[Chapter IV]

MARIE

I was placed in the home of a lady, who was the widow of a Swiss officer who had been beheaded on the memorable tenth of August. In her country place I was screened from curious eyes. Being overcome by a languid illness, I remained indoors for eight months. My hostess dared not call in a physician, for strange children awakened suspicion, inasmuch as the lost Dauphin was being eagerly sought by spies. She fed me on milk and arranged that I should have unlimited repose and fresh air. These simple restoratives at length effected a cure. On leaving my bed, I was again overpowered by the consciousness of a dual personality. I at times felt convinced that I had always lived in that fair green villa and that my insistent past was a delusion. My guardian spoke French brokenly, and we, therefore, conversed in German, which had been my mother's native tongue. I had therefore become habituated to its use. Later in life I was obliged to employ it constantly.

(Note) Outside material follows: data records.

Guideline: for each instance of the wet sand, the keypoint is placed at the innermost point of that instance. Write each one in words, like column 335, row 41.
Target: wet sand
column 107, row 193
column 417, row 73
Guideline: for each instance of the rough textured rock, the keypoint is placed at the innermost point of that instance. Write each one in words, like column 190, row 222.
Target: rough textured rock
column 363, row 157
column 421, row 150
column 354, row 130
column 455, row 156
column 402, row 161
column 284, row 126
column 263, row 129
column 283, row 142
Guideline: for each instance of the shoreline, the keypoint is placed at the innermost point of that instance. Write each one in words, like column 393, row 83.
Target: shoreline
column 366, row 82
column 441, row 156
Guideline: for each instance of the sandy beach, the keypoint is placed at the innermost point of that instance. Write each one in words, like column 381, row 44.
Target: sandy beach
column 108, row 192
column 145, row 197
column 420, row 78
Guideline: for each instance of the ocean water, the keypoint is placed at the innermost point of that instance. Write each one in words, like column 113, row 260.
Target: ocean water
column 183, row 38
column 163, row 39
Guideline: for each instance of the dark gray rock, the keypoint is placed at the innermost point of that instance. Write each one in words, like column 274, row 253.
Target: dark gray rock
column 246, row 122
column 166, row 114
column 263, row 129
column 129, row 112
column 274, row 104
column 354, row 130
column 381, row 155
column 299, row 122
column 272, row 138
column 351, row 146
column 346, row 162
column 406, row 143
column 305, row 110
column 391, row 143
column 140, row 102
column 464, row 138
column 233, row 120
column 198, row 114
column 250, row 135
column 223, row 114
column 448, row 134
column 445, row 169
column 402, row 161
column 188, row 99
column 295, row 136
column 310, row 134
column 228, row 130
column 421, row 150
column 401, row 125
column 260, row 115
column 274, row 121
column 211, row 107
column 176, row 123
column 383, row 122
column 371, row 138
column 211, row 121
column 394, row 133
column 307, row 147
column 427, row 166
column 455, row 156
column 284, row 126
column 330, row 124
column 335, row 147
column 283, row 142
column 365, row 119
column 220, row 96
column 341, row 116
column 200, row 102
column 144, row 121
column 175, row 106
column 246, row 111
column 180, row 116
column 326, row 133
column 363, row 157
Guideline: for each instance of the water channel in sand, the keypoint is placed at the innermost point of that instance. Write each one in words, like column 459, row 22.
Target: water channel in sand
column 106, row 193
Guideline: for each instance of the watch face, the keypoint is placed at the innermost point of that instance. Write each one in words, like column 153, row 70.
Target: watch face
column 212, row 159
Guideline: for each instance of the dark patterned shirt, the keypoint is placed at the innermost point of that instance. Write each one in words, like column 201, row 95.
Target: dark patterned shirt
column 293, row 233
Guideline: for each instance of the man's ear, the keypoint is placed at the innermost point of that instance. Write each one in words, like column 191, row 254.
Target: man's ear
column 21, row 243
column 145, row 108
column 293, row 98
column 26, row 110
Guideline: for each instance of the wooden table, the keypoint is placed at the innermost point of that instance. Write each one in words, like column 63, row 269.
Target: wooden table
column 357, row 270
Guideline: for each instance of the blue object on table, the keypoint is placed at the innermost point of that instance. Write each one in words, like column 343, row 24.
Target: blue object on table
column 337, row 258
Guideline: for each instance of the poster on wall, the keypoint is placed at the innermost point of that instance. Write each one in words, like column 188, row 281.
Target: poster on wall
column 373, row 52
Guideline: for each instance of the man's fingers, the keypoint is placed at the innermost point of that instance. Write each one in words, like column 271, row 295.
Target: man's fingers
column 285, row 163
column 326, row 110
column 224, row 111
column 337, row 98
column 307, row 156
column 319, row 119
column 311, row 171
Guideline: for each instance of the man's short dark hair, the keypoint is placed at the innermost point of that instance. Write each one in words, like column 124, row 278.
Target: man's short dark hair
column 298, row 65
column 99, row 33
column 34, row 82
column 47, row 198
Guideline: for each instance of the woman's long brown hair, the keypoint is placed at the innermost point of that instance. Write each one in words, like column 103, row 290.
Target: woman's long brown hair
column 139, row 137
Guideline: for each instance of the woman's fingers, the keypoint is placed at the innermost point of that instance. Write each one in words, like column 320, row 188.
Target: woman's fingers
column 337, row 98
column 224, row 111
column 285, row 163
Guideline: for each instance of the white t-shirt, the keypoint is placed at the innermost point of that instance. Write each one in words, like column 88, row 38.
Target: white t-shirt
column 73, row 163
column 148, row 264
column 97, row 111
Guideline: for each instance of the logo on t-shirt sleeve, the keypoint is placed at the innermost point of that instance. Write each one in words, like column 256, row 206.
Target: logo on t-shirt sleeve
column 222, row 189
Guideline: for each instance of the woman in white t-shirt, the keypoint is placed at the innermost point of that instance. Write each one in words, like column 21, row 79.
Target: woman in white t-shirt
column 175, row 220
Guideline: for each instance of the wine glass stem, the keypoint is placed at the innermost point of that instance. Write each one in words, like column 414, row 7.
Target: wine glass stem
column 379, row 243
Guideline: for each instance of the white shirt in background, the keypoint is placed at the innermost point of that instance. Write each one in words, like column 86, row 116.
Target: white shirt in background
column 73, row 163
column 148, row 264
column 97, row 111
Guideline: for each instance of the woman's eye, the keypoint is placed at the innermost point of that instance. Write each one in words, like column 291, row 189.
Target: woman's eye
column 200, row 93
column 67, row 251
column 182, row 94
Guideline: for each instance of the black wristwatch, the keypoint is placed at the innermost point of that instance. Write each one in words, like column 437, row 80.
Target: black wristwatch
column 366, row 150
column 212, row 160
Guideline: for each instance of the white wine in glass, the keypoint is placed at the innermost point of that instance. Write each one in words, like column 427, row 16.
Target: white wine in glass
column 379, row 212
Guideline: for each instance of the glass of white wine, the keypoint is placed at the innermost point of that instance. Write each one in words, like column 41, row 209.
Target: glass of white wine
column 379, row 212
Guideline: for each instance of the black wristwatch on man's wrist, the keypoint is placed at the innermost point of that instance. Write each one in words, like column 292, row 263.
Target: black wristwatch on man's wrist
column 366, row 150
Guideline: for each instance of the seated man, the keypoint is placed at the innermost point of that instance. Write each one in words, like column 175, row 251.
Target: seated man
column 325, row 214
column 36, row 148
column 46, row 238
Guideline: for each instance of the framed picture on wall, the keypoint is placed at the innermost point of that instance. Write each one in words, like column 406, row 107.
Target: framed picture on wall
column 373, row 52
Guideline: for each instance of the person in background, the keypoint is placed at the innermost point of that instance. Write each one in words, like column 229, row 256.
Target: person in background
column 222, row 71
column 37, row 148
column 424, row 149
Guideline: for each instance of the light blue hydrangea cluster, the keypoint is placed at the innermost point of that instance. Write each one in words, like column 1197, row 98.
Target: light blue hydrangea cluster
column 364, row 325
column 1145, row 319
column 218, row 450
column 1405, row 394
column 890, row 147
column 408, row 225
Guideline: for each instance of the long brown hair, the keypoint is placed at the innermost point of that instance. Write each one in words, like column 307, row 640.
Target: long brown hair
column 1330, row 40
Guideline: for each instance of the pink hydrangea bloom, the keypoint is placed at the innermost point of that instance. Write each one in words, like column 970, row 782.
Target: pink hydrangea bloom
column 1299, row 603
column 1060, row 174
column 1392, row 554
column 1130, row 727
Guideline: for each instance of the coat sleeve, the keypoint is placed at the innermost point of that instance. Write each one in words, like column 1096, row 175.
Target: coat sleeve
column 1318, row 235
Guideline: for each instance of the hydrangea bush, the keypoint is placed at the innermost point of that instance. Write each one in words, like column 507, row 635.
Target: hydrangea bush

During my convalescence, and while walking one morning in the fields, I was captured by the police and dragged back to prison. What prison? I know not. With equal swiftness was I snatched thither by deputies of my vigilant protectress, the gentle creole, and placed in the home of a noble family who received me with respect, almost reverence. The head of the family was the Marquis de Bray, a partisan of our House. There it was that I formed the first friendship of my life, that with the Count of Montmorin, a youth older than I and who, like myself, was in concealment, being disguised as a hunter. Montmorin's life had been miraculously saved during one of the ferocious tides that swept our country, and that life he generously consecrated to me. Subterfuges, manoeuvres, almost witch-craft did he employ for the deluding of my persecutors, and to that end valued not his own security and happiness.

Under the protection of de Bray and Montmorin, I lived tranquilly and the spectre of political ambition seemed no longer to haunt me. But my friends feared, owing to the waxing power of Napoleon, that France was no appropriate refuge for me and we removed for a season to Venice, thence to Trieste and finally to Rome, where I enjoyed the gentle protection of Pope Pius VI. My former hostess and nurse, the Swiss lady, had in the interval married a compatriot of her own, who was an expert watch-maker. It chanced that they became our neighbors and so gave me the opportunity to learn the craft of which my father was so fond. The minute and prolix labor enchanted me and, following the advice of Jean Jacques, I mastered it.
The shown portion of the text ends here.